In their 2002 book Cradle to Cradle: Remaking the Way We Make Things, the writers William McDonough and Michael Braungart states that the goal of upcycling is “to prevent wasting potentially useful materials by making use of existing ones. This reduces the consumption of new raw materials when creating new products. Reducing the use of new raw materials can result in a reduction of energy usage, air pollution, water pollution and even greenhouse gas emissions”.
Seven tips for upcycling furniture!
Use your imagination
Be imaginative when it comes to upcycling. A book-shelf doesn´t have to be upcycled into a different looking book-shelf. Maybe this little bookshelf should become a doll´s house? Or maybe it should be provided with a door and used as a cupboard? Maybe it makes more sens to flip it over and use it horizontally instead of upright?
There is much more you can do than simply repainting a dresser and giving it new knobs.

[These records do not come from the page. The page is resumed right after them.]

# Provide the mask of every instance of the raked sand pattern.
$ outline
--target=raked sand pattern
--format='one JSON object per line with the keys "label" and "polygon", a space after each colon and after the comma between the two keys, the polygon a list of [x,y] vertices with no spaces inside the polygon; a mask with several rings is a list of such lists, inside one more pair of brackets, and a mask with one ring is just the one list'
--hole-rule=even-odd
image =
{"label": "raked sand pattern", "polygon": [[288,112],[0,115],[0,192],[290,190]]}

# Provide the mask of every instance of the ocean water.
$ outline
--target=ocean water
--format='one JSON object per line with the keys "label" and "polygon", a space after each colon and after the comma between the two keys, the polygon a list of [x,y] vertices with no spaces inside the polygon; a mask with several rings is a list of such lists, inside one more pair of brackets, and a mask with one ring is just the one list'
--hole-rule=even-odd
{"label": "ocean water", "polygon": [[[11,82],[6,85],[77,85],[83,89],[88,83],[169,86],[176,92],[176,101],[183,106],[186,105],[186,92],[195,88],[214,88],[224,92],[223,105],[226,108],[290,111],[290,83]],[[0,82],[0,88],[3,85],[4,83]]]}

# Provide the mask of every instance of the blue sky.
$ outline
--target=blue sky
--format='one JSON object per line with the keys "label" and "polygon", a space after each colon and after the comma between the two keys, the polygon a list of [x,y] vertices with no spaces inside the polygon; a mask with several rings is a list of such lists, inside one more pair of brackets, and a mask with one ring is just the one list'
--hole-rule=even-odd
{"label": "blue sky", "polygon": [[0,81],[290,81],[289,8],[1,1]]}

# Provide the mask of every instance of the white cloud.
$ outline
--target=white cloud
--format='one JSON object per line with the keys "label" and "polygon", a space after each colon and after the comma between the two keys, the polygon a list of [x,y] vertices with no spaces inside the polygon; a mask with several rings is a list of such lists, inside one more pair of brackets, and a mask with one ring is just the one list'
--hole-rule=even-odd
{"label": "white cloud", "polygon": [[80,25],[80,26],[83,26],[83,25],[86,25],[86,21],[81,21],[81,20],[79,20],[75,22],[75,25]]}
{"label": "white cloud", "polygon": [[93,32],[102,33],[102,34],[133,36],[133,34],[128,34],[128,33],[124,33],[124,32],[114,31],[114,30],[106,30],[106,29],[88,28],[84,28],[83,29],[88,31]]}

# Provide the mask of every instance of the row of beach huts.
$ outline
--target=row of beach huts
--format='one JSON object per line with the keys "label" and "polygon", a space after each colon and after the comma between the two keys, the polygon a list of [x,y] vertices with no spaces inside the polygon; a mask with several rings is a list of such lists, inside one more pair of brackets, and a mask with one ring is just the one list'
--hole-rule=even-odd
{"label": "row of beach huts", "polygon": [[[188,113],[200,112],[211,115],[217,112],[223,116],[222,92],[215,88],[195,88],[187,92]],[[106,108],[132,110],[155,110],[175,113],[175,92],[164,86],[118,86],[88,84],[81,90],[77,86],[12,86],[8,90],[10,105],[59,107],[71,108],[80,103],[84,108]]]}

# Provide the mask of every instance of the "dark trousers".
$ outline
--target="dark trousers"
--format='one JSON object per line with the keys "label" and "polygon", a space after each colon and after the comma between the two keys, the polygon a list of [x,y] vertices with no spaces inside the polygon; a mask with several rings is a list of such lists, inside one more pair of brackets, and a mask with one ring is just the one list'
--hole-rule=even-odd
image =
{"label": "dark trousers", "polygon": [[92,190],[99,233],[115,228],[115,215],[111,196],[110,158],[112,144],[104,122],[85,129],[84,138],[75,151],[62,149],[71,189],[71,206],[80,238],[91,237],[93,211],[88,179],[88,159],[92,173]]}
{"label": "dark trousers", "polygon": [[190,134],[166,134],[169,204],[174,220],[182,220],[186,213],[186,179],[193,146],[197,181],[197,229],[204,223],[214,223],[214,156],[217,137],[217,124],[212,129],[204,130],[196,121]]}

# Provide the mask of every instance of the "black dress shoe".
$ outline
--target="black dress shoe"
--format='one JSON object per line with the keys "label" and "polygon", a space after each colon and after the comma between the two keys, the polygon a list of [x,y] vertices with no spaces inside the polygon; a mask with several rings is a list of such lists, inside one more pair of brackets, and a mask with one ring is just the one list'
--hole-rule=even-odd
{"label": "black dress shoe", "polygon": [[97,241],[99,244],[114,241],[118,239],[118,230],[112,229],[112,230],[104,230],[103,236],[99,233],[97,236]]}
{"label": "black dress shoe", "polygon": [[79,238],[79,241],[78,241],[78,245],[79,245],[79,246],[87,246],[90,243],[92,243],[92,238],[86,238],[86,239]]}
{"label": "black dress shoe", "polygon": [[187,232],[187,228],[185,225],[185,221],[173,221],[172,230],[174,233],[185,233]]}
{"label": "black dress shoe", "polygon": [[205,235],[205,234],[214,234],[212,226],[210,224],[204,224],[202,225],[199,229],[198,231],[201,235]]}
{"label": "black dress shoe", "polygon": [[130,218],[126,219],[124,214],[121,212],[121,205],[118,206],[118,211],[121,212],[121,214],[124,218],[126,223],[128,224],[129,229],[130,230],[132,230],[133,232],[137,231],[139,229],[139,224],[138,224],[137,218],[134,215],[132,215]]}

Don´t be afraid to have fun and be bold!
Be open to inspiration
When you see something you really like in a high street shop or online, take the inspiration to heart instead of buying the furniture. There is probably some used furniture that you can get your hands on and turn into something very similar – maybe even something better since you will be able to tweak it more to your exact preferences.
Prep prep prep
Proper preparation increases the chance of a successful outcome. It is tempting to just jump in there with the roller and the bright yellow paint, but take a breath and stand back.

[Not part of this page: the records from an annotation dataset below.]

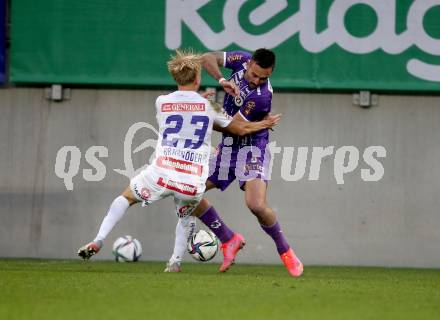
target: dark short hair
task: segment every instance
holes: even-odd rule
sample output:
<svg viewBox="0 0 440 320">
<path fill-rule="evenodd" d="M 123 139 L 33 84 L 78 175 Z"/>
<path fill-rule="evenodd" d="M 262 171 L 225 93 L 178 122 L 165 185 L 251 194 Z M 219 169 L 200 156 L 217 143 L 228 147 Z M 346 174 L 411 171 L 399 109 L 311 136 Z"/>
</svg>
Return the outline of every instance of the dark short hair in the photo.
<svg viewBox="0 0 440 320">
<path fill-rule="evenodd" d="M 262 68 L 275 68 L 275 53 L 271 50 L 265 48 L 257 49 L 252 55 L 252 60 Z"/>
</svg>

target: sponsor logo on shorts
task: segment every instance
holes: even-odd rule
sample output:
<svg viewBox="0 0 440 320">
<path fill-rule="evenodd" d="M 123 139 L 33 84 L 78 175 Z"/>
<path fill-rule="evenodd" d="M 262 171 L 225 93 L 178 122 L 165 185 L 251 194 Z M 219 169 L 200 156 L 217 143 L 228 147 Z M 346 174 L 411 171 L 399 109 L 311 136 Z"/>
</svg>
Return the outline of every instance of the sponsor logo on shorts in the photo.
<svg viewBox="0 0 440 320">
<path fill-rule="evenodd" d="M 185 217 L 189 216 L 194 211 L 194 209 L 195 208 L 192 205 L 186 205 L 186 206 L 180 207 L 177 216 L 179 218 L 185 218 Z"/>
<path fill-rule="evenodd" d="M 150 190 L 148 190 L 147 188 L 142 188 L 139 191 L 137 184 L 134 185 L 133 190 L 134 190 L 134 193 L 136 193 L 136 195 L 139 198 L 141 198 L 142 200 L 148 201 L 150 199 L 150 197 L 151 197 Z"/>
<path fill-rule="evenodd" d="M 217 219 L 217 220 L 214 220 L 212 223 L 211 223 L 211 225 L 210 225 L 210 227 L 212 228 L 212 229 L 218 229 L 218 228 L 220 228 L 222 226 L 222 224 L 221 224 L 221 222 Z"/>
<path fill-rule="evenodd" d="M 192 174 L 201 177 L 203 166 L 189 161 L 183 161 L 171 157 L 159 157 L 156 164 L 164 169 L 173 170 L 177 172 Z"/>
<path fill-rule="evenodd" d="M 237 107 L 241 107 L 243 105 L 243 99 L 240 96 L 236 96 L 234 98 L 234 103 Z"/>
<path fill-rule="evenodd" d="M 205 111 L 204 103 L 191 103 L 191 102 L 180 102 L 180 103 L 164 103 L 161 106 L 162 112 L 199 112 Z"/>
<path fill-rule="evenodd" d="M 142 188 L 141 195 L 142 195 L 142 199 L 144 199 L 144 200 L 150 199 L 150 196 L 151 196 L 150 190 L 148 190 L 147 188 Z"/>
<path fill-rule="evenodd" d="M 157 180 L 157 184 L 161 187 L 177 191 L 187 196 L 195 196 L 197 194 L 197 187 L 191 184 L 177 182 L 173 180 L 165 181 L 162 177 Z"/>
</svg>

- Look for signs of bed bugs, and treat if necessary
- Make a project plan for the upcycling
- Make sure you have the right tools and materials on hand
- Clean the furniture well
- If you are using paint, varnish, wax or similar, test it on a small and inconspicuous part of the item first and leave it to dry. Don´t continue with the rest of the furniture until you know that you like the end result.
Think “reuse” when it comes to things needed for the process
When you are upcycling something, such as a piece of furniture, try to be frugal and sustainable throughout the process. Yes, it´s good that you are upcycling an old sideboard – but it is even greater if you can do it using repurposed materials.
- Use old wallpaper to do decoupage.
- Exchange those old dresser knobs for some other pre-loved ones instead of buying brand new knobs.
- Save worn out socks and use them as cleaning cloths and to apply wax to furniture.
Take good care of your tools
When it comes to paint brushes and rollers, it is actually a good idea to go out and buy brand new ones, to ensure that you get high-quality ones that will last for long, make the work easier and not leave bristles or fibers in the paint. Take good care of your brushes and rollers to keep them in condition. Wash them well (but with a gentle touch) after each use and wrap them up in protective fabric.